2. İtibar sorunu olan medya aktörlerinin kamu etkinliklerine taşınması
- Forum katılımcıları belirlenirken, geçmişte gazetecilik etiği ihlalleriyle gündeme gelen isimlerin davet edilmesinin gerekçesi nedir?
- Bu kişilerin seçiminde Hasan Kocabıyık’ın referansı etkili olmuş mudur?
3. Kamu görevlisinin dolaylı biçimde savunulması
- Hayrettin Özcan tarafından kaleme alınan ve kamuoyunda Hasan Kocabıyık’ı savunur şekilde kurgulanan yazı ile ilgili Sayın Kocabıyık’ın herhangi bir bilgisi, yönlendirmesi ya da haberdarlığı olmuş mudur?
- Yazının üslubu ve içerdiği saldırgan dil hakkında, kamu görevlisi kimliğiyle mesafe konulacak bir açıklama yapılacak mıdır?
4. Forum sürecindeki şeffaflık eksikliği
- Forum için Almanya’dan kimlerin davet edileceğine dair sürece Basın Müşavirliği ne ölçüde dâhil olmuştur?
- Katılımcı listesi oluşturulurken herhangi bir basın meslek kuruluşu, diaspora medya temsilcisi ya da Alman gazeteci meslek örgütleriyle istişare yapılmış mıdır?
5. Kendi kamuoyu ile çatışma halinde bir müşavirlik yapısı
- Hasan Kocabıyık, görev yaptığı ülkede yıllardır gazetecilik yapan, tanınan ve yasal olarak akredite olmuş gazetecilere karşı, hangi sebeplerle dışlayıcı ya da göz ardı edici bir tavır sergilemektedir?
- Medya.Berlin gibi bağımsız ve kurumsal yayın organlarına karşı resmi dışlama tavrı mı yürürlüktedir?
Şeffaflık, Tarafsızlık ve Kamu Görevi
Almanya’daki Türk gazeteciler uzun yıllardır, çeşitli baskılar ve dışlayıcı uygulamalarla karşı karşıya kaldıklarını beyan etmektedir.
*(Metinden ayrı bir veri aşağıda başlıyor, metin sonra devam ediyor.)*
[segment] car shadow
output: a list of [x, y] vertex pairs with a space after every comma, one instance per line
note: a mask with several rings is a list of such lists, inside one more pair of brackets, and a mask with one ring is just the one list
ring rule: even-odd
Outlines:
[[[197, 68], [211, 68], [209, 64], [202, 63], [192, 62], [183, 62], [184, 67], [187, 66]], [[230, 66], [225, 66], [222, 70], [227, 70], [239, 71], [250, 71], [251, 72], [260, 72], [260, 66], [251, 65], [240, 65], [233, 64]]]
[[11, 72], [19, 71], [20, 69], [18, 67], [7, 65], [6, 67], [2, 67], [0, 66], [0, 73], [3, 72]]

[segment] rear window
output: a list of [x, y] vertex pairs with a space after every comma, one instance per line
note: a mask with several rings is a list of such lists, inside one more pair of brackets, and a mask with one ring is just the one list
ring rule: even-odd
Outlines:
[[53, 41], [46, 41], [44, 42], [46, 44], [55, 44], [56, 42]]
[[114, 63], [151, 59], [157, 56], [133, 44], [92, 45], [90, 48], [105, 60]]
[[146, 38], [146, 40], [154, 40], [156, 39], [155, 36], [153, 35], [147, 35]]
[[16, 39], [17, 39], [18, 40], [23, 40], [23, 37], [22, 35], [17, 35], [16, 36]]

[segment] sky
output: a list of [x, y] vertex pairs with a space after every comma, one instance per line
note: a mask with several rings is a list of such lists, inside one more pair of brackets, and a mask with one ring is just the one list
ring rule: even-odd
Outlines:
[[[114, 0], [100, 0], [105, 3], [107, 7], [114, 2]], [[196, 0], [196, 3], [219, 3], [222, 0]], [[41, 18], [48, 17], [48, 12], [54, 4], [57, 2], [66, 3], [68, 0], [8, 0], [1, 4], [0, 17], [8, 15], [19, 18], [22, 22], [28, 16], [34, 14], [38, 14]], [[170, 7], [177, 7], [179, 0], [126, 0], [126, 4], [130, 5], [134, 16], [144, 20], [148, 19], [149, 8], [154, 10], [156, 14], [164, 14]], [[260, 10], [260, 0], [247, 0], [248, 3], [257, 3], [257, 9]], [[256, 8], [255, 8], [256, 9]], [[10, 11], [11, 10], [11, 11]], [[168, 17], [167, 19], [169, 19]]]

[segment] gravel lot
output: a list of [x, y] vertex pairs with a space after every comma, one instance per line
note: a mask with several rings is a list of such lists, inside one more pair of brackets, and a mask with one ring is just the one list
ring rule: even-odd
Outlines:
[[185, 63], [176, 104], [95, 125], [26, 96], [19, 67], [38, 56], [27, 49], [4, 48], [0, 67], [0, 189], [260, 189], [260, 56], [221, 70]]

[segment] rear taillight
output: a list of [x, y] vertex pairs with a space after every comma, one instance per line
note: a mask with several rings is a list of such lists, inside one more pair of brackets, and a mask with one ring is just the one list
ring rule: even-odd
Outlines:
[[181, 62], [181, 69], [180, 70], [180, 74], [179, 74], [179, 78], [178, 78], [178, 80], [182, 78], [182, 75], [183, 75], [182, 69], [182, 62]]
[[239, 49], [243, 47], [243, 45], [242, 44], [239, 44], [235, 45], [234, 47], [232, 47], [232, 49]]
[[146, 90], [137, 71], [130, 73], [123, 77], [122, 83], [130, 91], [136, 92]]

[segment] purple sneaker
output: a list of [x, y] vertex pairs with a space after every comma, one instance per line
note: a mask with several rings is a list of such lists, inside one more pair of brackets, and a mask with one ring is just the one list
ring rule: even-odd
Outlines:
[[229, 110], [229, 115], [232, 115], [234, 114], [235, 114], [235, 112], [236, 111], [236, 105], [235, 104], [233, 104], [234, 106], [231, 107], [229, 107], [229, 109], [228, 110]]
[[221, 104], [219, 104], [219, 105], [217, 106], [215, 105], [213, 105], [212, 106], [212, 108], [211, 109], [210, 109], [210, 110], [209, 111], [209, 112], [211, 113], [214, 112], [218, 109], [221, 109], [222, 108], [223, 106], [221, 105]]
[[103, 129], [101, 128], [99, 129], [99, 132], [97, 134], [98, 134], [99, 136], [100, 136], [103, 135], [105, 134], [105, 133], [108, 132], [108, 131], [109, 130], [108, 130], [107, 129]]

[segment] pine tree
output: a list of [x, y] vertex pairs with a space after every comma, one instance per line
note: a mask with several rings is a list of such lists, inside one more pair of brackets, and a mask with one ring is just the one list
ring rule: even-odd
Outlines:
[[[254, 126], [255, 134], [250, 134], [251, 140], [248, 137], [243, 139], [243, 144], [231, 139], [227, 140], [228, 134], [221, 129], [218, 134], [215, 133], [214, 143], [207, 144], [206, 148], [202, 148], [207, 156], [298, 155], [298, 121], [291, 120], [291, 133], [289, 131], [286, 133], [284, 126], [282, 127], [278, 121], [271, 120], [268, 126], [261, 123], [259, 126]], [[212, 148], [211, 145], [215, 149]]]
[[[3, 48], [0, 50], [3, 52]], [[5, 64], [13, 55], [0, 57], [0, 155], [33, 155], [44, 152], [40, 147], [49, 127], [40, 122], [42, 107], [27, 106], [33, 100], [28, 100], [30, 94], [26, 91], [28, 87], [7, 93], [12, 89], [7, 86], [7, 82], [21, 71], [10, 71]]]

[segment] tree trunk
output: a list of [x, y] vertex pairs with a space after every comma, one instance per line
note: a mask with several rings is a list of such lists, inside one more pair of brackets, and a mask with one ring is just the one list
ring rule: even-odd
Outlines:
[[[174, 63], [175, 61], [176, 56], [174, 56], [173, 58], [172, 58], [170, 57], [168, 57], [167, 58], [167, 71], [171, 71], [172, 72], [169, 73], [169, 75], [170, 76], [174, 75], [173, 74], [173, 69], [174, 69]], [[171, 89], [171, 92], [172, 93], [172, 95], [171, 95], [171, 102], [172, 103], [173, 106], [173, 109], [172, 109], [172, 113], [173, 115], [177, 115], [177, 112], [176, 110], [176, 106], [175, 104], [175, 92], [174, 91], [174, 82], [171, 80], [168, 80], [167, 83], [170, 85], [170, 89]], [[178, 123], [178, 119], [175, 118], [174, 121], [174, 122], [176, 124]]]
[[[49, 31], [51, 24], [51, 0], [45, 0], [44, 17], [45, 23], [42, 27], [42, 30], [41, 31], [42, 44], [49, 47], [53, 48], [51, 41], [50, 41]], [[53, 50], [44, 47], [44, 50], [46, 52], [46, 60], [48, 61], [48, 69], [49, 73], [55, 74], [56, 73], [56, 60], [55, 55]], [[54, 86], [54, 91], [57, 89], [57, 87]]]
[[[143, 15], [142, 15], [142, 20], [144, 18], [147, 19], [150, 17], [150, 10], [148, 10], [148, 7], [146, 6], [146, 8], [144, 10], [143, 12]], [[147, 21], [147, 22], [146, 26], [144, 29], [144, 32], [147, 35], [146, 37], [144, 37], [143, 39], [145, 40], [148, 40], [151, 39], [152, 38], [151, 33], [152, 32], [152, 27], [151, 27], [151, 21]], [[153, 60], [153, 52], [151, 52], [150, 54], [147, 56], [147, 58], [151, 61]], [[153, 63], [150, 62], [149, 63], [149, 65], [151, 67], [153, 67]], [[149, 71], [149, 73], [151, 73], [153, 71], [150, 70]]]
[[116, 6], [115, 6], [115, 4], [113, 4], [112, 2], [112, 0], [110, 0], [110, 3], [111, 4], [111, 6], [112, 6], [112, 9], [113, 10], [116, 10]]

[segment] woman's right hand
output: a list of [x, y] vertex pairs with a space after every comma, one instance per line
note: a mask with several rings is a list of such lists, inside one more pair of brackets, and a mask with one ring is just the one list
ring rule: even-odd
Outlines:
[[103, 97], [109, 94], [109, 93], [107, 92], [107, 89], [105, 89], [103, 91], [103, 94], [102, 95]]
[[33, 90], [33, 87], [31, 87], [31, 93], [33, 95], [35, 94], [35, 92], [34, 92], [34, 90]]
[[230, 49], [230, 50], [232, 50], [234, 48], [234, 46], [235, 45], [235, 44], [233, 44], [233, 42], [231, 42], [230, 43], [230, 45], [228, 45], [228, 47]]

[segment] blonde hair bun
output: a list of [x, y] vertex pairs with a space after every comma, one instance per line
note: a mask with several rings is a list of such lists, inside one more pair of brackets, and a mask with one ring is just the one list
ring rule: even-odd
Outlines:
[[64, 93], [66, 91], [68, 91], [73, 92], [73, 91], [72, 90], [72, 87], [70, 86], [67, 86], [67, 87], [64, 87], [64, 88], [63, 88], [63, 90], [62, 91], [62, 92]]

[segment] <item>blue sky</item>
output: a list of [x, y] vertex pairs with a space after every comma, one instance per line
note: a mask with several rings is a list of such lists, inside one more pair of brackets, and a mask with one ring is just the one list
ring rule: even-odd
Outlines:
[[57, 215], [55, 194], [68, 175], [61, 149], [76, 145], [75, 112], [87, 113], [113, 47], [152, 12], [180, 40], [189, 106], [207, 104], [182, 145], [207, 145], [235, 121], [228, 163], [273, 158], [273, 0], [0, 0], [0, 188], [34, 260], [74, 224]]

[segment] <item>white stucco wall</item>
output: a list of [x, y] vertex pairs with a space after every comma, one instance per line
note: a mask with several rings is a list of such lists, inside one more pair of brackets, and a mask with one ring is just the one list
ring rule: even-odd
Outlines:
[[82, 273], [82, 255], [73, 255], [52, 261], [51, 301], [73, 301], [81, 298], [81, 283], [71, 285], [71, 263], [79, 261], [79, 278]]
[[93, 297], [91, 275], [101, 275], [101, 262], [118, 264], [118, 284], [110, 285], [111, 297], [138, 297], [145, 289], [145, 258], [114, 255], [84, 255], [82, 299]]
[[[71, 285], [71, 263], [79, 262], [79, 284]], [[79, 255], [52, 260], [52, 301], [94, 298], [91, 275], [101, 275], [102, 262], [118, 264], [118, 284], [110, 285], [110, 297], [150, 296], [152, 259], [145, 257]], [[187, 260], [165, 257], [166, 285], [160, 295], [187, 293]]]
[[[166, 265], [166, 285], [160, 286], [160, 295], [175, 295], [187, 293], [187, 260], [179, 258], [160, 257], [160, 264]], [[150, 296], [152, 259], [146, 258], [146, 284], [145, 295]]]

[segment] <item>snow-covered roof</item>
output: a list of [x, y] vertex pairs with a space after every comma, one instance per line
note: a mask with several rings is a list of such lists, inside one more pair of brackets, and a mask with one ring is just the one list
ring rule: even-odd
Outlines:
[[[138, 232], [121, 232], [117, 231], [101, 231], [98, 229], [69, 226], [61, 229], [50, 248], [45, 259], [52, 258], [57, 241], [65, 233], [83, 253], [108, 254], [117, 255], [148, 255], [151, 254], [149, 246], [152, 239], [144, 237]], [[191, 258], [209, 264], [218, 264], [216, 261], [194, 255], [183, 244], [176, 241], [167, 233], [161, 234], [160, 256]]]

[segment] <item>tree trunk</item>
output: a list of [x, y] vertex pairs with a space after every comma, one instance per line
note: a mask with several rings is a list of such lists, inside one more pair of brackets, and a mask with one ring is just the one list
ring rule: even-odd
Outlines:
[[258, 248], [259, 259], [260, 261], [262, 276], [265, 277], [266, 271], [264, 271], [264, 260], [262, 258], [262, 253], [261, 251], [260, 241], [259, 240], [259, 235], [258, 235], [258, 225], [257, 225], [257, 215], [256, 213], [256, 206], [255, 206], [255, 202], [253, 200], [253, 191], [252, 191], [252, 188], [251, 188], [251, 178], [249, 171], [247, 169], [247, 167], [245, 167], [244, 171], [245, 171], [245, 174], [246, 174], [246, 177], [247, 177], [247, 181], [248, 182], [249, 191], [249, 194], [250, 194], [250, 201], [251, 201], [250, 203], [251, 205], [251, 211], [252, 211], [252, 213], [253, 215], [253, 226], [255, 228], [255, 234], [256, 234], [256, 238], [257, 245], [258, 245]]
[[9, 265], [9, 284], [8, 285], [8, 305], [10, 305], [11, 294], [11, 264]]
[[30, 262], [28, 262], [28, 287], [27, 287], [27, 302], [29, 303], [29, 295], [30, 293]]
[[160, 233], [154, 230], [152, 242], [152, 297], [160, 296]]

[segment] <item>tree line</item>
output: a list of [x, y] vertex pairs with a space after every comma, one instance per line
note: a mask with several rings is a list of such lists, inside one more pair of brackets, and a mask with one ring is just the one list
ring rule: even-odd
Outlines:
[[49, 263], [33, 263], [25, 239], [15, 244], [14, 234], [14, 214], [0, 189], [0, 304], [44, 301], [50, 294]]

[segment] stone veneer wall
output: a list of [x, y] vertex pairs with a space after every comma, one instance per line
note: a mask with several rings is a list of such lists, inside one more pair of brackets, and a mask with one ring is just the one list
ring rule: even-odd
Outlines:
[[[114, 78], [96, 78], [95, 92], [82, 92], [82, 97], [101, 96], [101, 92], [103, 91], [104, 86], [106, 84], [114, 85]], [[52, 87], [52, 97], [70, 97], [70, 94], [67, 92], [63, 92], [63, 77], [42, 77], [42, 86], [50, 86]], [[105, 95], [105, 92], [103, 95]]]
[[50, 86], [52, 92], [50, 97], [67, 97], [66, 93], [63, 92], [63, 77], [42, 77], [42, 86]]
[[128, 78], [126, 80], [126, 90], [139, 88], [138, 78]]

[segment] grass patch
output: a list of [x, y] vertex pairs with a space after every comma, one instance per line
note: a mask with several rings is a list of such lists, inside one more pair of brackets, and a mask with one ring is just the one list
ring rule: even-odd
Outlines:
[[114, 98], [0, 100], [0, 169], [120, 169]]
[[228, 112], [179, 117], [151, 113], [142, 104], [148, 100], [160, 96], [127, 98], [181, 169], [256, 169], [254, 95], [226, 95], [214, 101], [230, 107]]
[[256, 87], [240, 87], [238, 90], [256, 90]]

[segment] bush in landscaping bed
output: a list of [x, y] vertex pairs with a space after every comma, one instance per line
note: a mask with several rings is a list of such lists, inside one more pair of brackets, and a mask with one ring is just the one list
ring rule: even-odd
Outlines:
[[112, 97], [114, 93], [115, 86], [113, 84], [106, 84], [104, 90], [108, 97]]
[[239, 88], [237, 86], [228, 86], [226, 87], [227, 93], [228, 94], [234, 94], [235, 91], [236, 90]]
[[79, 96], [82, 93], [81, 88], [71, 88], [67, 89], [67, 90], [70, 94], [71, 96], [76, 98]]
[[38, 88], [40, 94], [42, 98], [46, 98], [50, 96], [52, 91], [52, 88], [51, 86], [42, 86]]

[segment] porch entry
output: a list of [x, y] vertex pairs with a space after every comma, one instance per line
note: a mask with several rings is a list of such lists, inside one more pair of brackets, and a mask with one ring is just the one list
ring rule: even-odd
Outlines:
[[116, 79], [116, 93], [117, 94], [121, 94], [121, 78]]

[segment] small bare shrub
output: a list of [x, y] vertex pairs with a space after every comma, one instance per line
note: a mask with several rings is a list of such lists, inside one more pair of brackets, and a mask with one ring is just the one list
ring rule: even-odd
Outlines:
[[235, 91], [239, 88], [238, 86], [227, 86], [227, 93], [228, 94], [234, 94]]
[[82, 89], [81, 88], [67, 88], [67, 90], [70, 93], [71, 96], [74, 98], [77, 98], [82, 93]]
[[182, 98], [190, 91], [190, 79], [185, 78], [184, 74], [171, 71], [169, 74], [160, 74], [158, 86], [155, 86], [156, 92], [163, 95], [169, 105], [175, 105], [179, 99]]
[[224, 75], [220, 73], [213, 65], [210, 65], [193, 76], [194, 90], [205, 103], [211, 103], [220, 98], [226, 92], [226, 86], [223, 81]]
Bu bağlamda, Hasan Kocabıyık’ın yalnızca bu forum bağlamında değil, genel anlamda kamu göreviyle bağdaşmayan ilişkiler içinde olduğuna dair iddialar ciddiyetle ele alınmalıdır.
Sayın Kocabıyık’ın resmî pozisyonu gereği yukarıdaki sorulara açıklık getirmesi, hem Ankara’daki Medya Forumu’nun meşruiyetine katkı sunacak hem de Almanya’daki medya çevrelerinde yıllardır biriken güvensizlik ortamının giderilmesine vesile olacaktır.